Postscript from Washington Post article “US and German Soldiers Shared Christmas eve dinner at height of WWII, by Dave Kindy, 12/24/2022

Not long afterward, the war ended, and the Vinckens were reunited. Fritz immigrated to the United States in 1959 and later opened a bakery in Honolulu. Hubert died in 1963, and Elisabeth followed in 1966.

Fritz always hoped to meet the soldiers again, though he knew his chances of seeing the Germans were not good, given their staggering casualty rate at the end of the war. He thought publicity might help, starting with his 1973 Reader’s Digest article, which President Ronald Reagan mentioned in a 1986 speech. In 1995, Fritz appeared on national television, telling his story on “Unsolved Mysteries” to host Robert Stack.

A nursing home chaplain in Frederick, Md., saw the episode and remembered a resident telling a similar story. He contacted the TV producers about Ralph Blank, a World War II veteran who had been a sergeant with the 8th Infantry Division in 1944.

In 1996, Fritz flew to Maryland to meet with Blank, who was 76 and in poor health. They recognized each other immediately and reminisced about their shared evening of peace during a hellish war.

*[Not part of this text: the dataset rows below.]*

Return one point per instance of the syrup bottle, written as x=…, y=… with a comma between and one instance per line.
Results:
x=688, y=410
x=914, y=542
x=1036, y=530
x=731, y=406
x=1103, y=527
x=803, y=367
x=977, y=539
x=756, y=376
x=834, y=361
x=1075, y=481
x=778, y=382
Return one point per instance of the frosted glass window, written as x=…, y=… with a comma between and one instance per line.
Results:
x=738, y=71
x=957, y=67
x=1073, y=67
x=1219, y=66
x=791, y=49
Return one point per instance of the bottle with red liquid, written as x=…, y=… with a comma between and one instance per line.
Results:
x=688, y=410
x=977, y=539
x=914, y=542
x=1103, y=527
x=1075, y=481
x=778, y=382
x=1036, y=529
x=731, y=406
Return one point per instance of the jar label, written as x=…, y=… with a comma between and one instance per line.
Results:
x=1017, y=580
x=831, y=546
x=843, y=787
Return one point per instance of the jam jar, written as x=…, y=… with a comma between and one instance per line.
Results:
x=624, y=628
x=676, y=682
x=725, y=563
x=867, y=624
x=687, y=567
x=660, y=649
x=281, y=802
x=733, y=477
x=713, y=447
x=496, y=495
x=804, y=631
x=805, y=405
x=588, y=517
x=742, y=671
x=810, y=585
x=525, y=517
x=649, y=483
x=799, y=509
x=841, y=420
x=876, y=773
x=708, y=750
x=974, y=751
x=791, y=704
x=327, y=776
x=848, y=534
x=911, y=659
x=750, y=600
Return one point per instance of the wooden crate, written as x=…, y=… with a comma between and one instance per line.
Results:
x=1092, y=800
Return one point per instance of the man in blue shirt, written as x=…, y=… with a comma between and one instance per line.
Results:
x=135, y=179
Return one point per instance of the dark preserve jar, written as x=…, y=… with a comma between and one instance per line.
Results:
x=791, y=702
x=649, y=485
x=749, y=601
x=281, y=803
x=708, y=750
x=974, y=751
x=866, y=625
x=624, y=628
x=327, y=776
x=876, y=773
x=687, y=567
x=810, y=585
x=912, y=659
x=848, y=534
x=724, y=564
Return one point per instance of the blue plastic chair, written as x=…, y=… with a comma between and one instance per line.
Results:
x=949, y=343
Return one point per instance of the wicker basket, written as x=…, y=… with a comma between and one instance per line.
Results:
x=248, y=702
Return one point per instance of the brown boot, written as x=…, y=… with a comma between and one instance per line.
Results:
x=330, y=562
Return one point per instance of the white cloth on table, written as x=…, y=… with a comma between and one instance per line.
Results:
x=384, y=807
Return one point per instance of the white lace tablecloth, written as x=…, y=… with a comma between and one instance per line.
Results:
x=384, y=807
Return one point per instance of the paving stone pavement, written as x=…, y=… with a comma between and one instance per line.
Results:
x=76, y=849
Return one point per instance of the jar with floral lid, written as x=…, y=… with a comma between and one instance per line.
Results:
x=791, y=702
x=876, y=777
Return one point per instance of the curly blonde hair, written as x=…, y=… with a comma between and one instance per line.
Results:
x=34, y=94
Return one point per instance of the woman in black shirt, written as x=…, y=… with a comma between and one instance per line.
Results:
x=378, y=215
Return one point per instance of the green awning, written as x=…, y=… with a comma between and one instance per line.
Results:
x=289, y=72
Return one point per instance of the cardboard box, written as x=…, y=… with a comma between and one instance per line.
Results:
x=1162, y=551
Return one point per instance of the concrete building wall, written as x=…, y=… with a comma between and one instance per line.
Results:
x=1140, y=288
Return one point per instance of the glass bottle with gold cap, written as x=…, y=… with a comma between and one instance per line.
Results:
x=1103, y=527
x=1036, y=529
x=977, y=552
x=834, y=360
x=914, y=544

The reunion was filmed and shown on “Unsolved Mysteries” later that year. At one point during the episode, Ralph turned to Fritz and said, “Your mother saved my life.” For the former German boy who was now an American citizen, that moment was the high point of his life.

“Now I can die in peace,” he told the Honolulu Star-Bulletin. “My mother’s courage won’t be forgotten and it shows what goodwill will do.”

Neither man lived to see the 2002 TV premiere of “Silent Night,” a retelling of their 1944 encounter. Ralph died in 1999 at age 79, and Fritz died in 2001 at 69. (The families of both men could not be reached for comment.)

In a 1997 interview, Fritz spoke of the lessons he learned from the Christmas miracle.

“The inner strength of a single woman, who, by her wits and intuition, prevented potential bloodshed, taught me the practical meaning of the words ‘good will toward mankind,’ ” he said, adding, “I remember mother and those seven young soldiers, who met as enemies and parted as friends, right in the middle of the Battle of the Bulge.”